Il ministro, intanto, difende il bonus di 80 euro. Ha funzionato bene e lo dimostrano “molte analisi. Chi critica la misura si dovrebbe chiedere: il Paese era ancora in recessione, era importante sostenere i redditi famiglie e iniziare a invertire la tendenza dei consumi e della fiducia famiglie? In quelle condizioni si doveva fare esattamente quello che è stato fatto”.
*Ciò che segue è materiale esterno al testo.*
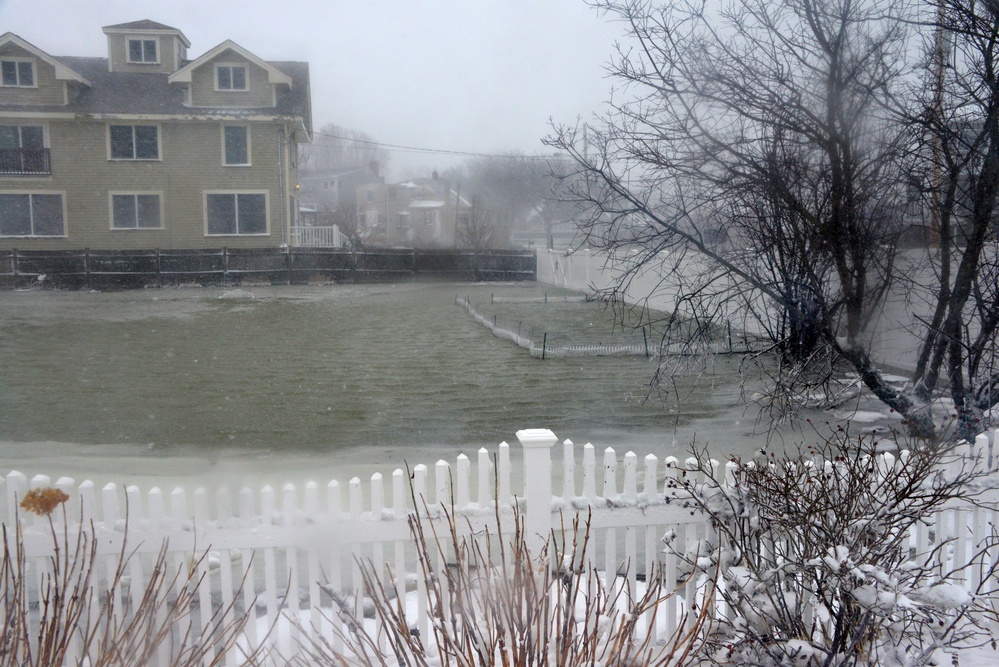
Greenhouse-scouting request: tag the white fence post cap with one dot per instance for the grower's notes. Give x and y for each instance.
(536, 437)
Parlando di misure allo studio, il ministro ha spiegato che il governo sta lavorando all’ipotesi di una vera web tax, ma per essere veramente generalizzata “deve essere imposta a livello internazionale. Ci sono istituzioni, come l’Ocse, che stanno studiando questi aspetti. Nel frattempo cerchiamo anche noi di capire come si può far pagare le tasse giuste alle imprese che hanno profitti giganteschi, e sono tassate in modo ridicolo. È una questione anche di equità fiscale, che va perseguita”.